Raje Pendite menjadi sosok panutan mereka. Maka sebgai bentuk tanda penghormatan, mereka memberi Raje Pendite sebuah gelar “Puyang Semudik”.
Konon menurut cerita, sebutan puyang semudik yang diberikan pada dirinya tidak lepas dari kebiasaannya hilir mudik membawa hasil panennya. semua barang bawaannya diperdagangkan sampai ke dusun-dusun yang berada yang ada di Hulu Sungai Ogan sehingga dirinya begitu dikenal dengan orang pada saat itu.
Suatu keanehan yang sering terjadi dan membuat orang merasa heran serta kagum menyaksikannya, ketika rakyat yang dinaikinya dapat melesat dengan kecepatan yang sulit diterima akal pada saat mudik ke untuk melawan derasnya arus sungai Ogan. Wajar saja semua ini bisa terjadi berkat kesaktian dimilikinya.

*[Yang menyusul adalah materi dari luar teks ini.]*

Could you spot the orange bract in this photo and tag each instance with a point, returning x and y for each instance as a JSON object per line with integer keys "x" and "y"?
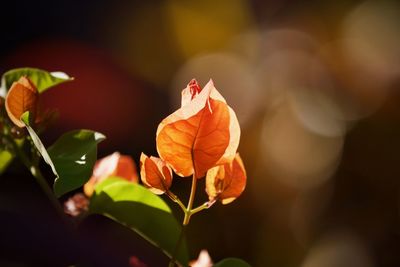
{"x": 226, "y": 182}
{"x": 203, "y": 133}
{"x": 112, "y": 165}
{"x": 22, "y": 96}
{"x": 155, "y": 174}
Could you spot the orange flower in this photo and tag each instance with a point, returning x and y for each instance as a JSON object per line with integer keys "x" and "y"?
{"x": 112, "y": 165}
{"x": 204, "y": 260}
{"x": 155, "y": 174}
{"x": 22, "y": 96}
{"x": 202, "y": 134}
{"x": 226, "y": 182}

Seiring waktu berlalu, perlahan-lahan nama raja sudah mulai memudar jarang disebut orang mereka lebih mengenal nama Puyang Semudik meskipun belum mengetahui atau mengenal bentuk atau rupa orang yang tapi mereka tidak memperdulikan semua itu padahal antara Raja Pendite dan Puyang Semudik adalah satu orang hanya segelintir orang yang tertentu masih mengetahui nama aku yang sesungguhnya.

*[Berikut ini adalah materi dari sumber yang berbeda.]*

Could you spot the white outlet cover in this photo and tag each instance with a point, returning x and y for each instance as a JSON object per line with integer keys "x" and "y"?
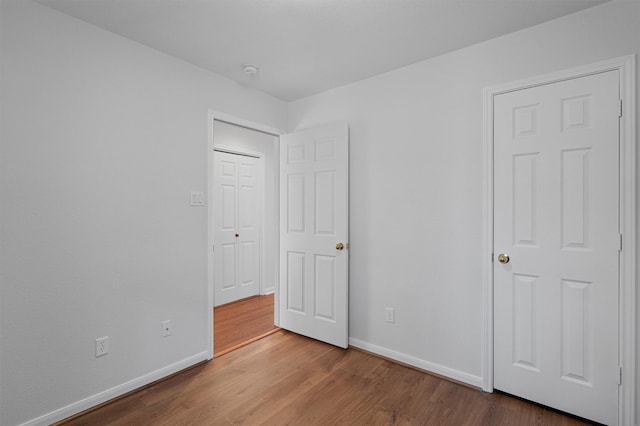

Suatu hari, Puyang Semudik hendak pergi kepalembang untuk berbelanja kebutuhan yang diperlukan. Kepergiannya tidak lah sendiri melainkan bersama para puyang dari dusun-dusun lain, Para puyang tersebut adalah Puyang Sangkeguwah Dari Dusun Surau, Puyang Rie Jipang/ Pati/Kiarun Dari Dusun Belambangan, Puyang Senapi Senapi Dari Dusun Ampar-Ampar, Puyang Riye Tempo Dari Dusun Muara Saeh, Puyang Sembilan Gelas Dari Dusun Le Babi, Puyang Tuan Dari Dusun Beringin, Puyang Muara Laham Dari Dusun Pampah, Puyang Jege Pering Dari Dusun Ujan Mas, Dan Puyang Dari Dusun Kerantang.
Kebiassan orang pada masa itu sebelum berpergian terlebih dahulub mereka membuat sebuah Rejung (rakita yang terbuat dari bambu) sebagai sarana transportasi. para puyang sibuk mempersiapkan segala keperluan dan perbekalan selama di perjalanan, Karena perjalanan yang ditempuh akan memakan waktu yang cukup lama.

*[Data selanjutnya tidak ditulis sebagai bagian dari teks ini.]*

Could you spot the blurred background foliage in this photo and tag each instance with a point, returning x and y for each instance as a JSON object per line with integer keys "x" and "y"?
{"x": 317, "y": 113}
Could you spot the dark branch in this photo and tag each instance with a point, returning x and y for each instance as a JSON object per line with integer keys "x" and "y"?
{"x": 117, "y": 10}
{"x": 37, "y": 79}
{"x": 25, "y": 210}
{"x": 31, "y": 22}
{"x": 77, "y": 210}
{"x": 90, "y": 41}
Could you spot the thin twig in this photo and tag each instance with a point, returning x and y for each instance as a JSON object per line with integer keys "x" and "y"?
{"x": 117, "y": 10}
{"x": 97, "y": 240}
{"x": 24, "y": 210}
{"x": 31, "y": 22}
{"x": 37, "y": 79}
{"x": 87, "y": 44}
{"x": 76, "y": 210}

Rombongan para puyang masing-masing membawa Sepikul Beras, untuk perbekalan di perjalanan. Entah mengapa Puyang Semudik tidak membawa beras, melainkan membawa Ketan Hitam Stimpung Labu. Prilaku Puyang Semudik tidak dihiraukan oleh paya puyang rombongan itu, karena mereka sibuk dengan keperluan dan tugasnya masing-masing.
Semua persiapan dipastikan sudah rampung dan cukup. Maka para rombongan puyang pun mulai meninggalkan Dusun Lubuk Tupak menuju Palembang. Rejung yang ditumpangi para puyang melaju dengan cepat menyusuri derasnya arus Sungai Ogan.
Saat matahari mulai tepat berada diatas kepala. Sebagian dari mereka sibuk memasak nasi dan sebagian lagi menangkap ikan. Tanpa sepengetahuan para puyang yang lain, secara diam-diam Puyang Semudik mencampurkan segenggam ketan hitam kedalam kawah tempat memasak nasi.
Setelah itu dia membaur bersama teman seperjalanannya. Bersanda gurau seakan akan tidak ada sesuatupun yng telah diperbuatnya. Tak lama kemudian nasi pun matang dan siap untuk dimakan.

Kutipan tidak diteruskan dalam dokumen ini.